Each design element comes with trade-offs, and the best device for you will be the one where the balance of pros and cons fits your specific needs. If you're a bedroom DJ, you'll have a very different set of needs to someone who owns a bar. The following factors influence design decisions:

  • Tracking accuracy: The key to faithful sound reproduction. Straight arms or those with advanced bearing systems like uni-pivots aim for minimal tracking errors, which is a huge plus for audio quality and even wear profile, but it adds complexity, weight and work to use.
  • Resonance control: Keeping unwanted vibrations at bay is crucial for clean sound. Gimbal bearings and headshell materials are chosen for optimal damping, but again, complexity means complication, which can make life more difficult.
  • Stability and user-friendliness: Counterweights and dynamic balancing make statically balanced arms easier to set up, while uni-pivots might require expert calibration. If you want to learn how to use high-end equipment for the love of the craft, go for something more complex. If you want to dive right in, choose a less complex system.
  • Cost and complexity: More exotic designs like linear tracking arms offer superior performance but come at a premium and require specialized knowledge. For most, cost will be the biggest single influencing factor on which device you'll end up with.

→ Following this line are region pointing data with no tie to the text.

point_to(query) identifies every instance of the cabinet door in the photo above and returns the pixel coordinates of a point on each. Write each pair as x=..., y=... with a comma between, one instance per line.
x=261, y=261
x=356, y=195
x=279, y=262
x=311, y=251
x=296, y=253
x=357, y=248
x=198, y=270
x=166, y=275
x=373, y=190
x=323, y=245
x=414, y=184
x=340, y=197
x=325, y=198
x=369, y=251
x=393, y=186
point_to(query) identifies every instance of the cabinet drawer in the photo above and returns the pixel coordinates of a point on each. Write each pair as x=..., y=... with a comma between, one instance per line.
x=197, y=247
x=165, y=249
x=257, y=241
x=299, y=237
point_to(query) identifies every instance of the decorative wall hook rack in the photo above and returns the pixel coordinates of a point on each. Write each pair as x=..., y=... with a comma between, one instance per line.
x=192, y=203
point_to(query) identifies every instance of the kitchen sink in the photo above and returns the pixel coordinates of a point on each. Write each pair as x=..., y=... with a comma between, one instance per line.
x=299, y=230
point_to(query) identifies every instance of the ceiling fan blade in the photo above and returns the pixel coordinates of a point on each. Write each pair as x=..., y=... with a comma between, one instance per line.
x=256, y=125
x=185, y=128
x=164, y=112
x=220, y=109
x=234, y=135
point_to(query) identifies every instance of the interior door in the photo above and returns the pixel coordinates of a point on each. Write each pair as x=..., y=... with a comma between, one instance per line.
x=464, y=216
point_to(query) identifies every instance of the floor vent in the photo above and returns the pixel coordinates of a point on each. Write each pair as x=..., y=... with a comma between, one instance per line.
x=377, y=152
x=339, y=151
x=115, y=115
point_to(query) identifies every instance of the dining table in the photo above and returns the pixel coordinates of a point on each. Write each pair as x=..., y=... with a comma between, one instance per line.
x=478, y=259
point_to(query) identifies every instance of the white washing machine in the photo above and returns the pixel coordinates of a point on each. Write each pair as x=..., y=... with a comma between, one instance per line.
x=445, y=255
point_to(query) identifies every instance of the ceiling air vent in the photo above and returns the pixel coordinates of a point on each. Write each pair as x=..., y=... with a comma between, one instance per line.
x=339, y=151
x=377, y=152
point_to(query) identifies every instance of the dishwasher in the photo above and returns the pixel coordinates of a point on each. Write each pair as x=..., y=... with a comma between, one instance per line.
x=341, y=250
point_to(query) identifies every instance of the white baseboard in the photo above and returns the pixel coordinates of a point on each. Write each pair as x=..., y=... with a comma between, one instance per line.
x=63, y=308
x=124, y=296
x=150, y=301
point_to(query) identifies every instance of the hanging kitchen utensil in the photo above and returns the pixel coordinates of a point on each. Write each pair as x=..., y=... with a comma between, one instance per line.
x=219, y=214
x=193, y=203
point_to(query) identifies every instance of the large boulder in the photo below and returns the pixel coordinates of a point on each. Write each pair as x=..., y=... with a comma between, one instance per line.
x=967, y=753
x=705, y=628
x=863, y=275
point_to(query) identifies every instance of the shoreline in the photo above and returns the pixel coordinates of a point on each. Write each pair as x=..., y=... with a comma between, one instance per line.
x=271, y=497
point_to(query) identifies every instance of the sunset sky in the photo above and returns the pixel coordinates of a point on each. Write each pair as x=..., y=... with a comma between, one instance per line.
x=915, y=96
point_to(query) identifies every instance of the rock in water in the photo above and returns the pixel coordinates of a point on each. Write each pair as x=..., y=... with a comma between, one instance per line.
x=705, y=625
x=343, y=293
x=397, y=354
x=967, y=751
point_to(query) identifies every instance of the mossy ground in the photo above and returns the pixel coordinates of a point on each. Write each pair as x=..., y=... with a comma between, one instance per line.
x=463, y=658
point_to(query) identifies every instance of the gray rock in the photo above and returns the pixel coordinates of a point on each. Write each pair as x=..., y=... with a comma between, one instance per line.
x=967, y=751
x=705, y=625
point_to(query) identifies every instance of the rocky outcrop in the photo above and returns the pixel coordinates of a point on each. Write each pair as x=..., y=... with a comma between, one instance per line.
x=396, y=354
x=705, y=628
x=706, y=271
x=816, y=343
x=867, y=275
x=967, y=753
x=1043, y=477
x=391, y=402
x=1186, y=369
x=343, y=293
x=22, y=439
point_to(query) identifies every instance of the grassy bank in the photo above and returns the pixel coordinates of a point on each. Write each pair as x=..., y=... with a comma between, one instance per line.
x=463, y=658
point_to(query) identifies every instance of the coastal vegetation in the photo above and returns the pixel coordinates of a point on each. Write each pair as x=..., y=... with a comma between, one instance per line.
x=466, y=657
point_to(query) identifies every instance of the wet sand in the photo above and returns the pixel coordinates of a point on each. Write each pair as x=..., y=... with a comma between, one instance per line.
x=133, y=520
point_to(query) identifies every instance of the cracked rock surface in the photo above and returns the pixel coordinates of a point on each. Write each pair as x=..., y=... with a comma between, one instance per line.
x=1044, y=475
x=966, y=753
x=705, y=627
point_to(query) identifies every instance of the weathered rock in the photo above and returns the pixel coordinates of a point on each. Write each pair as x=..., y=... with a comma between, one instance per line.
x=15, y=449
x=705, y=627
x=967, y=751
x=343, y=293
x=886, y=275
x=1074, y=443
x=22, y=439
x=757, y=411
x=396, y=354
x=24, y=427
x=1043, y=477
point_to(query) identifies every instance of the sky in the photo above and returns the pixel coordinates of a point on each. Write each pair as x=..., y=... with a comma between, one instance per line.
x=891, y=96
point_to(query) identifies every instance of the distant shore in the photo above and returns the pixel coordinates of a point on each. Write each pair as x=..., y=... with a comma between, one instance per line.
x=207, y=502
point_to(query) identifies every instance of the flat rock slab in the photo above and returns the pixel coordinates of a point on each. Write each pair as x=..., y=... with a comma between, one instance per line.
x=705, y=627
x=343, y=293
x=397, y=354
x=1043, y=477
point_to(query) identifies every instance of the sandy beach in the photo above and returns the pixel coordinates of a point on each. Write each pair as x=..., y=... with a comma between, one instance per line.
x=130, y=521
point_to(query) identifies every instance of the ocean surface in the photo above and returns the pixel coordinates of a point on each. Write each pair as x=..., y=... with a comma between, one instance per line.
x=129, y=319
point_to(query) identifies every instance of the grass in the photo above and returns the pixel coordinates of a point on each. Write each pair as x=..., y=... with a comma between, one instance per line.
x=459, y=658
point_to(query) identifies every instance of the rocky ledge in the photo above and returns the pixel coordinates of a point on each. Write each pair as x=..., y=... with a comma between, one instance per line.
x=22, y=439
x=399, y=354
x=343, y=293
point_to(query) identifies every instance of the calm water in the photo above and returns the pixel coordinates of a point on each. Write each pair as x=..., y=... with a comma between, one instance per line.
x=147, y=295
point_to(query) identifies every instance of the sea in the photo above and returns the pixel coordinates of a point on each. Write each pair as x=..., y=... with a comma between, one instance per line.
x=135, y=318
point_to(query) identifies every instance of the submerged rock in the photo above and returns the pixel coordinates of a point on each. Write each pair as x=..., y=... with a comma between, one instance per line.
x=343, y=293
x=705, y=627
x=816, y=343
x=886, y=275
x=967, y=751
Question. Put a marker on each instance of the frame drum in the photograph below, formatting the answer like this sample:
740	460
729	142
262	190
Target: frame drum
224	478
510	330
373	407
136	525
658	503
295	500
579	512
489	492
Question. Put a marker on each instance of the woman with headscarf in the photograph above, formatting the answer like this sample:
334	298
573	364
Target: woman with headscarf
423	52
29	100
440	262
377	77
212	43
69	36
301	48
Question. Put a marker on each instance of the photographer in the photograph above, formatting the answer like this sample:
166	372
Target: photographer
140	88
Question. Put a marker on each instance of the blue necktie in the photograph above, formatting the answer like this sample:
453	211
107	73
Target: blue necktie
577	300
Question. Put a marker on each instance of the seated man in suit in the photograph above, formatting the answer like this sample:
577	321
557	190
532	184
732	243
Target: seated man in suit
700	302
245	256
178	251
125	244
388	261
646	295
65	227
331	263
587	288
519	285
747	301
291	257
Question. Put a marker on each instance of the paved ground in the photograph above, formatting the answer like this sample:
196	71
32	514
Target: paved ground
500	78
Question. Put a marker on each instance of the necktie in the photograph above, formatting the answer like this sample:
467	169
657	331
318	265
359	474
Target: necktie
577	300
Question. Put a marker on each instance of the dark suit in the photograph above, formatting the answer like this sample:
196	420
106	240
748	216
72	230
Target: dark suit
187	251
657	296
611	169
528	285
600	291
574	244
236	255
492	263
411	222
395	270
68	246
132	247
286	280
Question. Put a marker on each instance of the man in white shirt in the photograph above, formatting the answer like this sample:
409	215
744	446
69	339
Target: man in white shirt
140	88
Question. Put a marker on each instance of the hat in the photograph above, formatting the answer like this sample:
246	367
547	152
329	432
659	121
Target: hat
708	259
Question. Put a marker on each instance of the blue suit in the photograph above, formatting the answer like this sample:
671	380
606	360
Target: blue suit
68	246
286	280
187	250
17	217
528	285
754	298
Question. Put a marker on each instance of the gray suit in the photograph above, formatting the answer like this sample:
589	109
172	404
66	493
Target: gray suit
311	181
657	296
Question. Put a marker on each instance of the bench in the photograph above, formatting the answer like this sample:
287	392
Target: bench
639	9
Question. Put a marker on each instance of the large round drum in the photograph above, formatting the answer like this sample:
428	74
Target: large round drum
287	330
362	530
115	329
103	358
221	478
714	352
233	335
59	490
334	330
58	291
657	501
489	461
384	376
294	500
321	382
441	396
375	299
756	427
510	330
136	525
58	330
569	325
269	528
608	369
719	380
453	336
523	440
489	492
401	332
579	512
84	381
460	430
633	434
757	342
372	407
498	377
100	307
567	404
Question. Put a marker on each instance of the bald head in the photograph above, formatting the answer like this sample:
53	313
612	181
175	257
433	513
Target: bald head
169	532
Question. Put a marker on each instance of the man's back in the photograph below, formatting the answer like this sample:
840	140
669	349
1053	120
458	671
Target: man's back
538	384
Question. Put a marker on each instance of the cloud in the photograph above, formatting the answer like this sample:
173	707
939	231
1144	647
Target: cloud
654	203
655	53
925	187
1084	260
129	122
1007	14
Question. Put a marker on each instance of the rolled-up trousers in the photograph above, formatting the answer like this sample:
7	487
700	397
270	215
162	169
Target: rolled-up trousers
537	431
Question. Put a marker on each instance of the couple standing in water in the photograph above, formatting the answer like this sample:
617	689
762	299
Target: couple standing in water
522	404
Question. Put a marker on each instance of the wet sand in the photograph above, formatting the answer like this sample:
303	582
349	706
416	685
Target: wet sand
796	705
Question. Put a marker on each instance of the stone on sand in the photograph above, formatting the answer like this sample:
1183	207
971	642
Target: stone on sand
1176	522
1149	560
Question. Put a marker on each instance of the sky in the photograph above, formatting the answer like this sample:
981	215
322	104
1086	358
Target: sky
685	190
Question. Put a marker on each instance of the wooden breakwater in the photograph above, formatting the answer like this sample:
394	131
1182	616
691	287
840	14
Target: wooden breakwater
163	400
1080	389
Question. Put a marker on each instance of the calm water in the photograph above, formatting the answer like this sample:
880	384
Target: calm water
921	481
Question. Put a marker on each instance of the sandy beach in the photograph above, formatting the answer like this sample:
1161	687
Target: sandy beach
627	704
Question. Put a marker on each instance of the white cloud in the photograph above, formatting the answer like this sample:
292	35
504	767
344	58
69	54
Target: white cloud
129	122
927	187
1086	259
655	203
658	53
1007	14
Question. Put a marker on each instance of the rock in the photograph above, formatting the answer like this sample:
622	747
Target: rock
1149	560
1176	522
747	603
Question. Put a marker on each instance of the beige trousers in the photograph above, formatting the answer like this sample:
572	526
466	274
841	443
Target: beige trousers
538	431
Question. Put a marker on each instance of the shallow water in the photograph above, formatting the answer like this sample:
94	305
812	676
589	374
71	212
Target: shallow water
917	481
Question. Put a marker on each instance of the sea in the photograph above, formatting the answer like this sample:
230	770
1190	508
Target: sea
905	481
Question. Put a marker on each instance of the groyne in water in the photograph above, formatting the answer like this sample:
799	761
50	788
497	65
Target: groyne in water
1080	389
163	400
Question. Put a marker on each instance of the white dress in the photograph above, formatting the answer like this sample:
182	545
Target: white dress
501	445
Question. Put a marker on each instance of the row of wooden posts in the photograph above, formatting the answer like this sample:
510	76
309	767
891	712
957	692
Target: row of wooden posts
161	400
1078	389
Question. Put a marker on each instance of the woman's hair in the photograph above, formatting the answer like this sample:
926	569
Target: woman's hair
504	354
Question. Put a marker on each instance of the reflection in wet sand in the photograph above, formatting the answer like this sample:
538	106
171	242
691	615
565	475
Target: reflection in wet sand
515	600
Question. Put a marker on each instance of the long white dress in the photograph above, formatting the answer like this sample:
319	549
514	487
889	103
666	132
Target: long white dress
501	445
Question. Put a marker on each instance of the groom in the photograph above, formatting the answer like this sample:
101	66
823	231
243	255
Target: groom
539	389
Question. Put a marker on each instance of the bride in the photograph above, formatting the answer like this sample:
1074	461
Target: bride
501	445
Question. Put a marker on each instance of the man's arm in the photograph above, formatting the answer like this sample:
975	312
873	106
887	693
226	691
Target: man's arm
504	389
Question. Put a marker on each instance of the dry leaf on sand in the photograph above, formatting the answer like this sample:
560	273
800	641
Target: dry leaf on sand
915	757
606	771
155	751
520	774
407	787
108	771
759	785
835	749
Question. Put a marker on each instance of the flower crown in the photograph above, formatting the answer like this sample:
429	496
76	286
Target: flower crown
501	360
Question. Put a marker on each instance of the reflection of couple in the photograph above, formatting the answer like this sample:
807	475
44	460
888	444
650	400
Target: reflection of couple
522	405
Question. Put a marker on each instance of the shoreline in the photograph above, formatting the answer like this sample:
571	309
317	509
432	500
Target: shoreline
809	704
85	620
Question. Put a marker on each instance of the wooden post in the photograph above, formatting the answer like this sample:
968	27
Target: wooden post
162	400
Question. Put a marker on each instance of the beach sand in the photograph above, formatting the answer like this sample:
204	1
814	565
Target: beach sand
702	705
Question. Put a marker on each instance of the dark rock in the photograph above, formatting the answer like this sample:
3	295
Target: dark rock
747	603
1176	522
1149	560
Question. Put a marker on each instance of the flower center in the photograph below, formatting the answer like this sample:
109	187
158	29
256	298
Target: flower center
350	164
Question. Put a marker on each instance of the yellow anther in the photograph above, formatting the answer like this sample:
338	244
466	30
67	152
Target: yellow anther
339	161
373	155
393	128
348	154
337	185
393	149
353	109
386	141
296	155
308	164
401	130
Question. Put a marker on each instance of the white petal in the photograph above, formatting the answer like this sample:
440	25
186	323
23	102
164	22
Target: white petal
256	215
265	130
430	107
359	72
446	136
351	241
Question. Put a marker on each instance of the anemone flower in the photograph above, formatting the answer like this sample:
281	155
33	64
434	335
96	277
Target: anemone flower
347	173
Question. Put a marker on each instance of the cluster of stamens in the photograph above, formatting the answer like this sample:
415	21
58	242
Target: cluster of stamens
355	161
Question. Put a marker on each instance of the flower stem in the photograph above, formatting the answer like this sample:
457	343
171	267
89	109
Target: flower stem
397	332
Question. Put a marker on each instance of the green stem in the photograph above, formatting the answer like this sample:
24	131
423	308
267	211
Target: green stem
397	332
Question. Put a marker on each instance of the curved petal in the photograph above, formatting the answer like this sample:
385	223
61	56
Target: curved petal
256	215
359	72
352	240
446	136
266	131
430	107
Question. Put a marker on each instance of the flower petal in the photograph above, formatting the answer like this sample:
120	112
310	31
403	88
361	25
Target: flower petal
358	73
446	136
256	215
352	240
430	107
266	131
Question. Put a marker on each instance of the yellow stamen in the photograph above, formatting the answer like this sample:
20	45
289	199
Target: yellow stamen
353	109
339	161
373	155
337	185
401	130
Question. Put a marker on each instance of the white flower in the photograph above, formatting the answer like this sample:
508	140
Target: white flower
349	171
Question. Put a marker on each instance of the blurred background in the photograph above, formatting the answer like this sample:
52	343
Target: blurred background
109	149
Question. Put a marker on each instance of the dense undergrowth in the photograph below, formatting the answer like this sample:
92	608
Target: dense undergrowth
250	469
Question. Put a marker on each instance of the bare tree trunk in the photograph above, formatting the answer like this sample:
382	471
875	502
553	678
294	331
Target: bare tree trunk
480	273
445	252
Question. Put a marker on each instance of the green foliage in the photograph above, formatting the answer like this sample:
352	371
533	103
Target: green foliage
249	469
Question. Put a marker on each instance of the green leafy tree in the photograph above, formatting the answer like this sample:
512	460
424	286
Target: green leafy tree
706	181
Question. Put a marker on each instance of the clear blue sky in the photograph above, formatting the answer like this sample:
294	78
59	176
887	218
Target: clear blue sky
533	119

Ultimately, the best tonearm depends on your budget, priorities (sound quality, ease of use, etc.), and the type of records you play. If you're primarily using a Digital Vinyl System, things like wear aren't going to be important so you can afford to go for an arm that maximises the DJing experience vs. the longevity of your records. If your crates wouldn't be out of place in a museum, you'll probably want to factor in how the shape of the arm influences wear to your collection and go for the option that minimises this, even if it's at the expense of sound.

My advice is simple: be aware of the different styles on the market and why you might want one or the other, and research the right questions to ask. This will help you to make an informed decision and reduce the likelihood that you wind up with a device that doesn't work for your needs. That said, most modern mid-range or better turntables - whichever arm type they use - are excellent, and will serve as great tools, regardless of the slight nuances between them.

As with any DJ equipment, there are a lot of competing camps with strong opinions, but it all comes down to personal preference.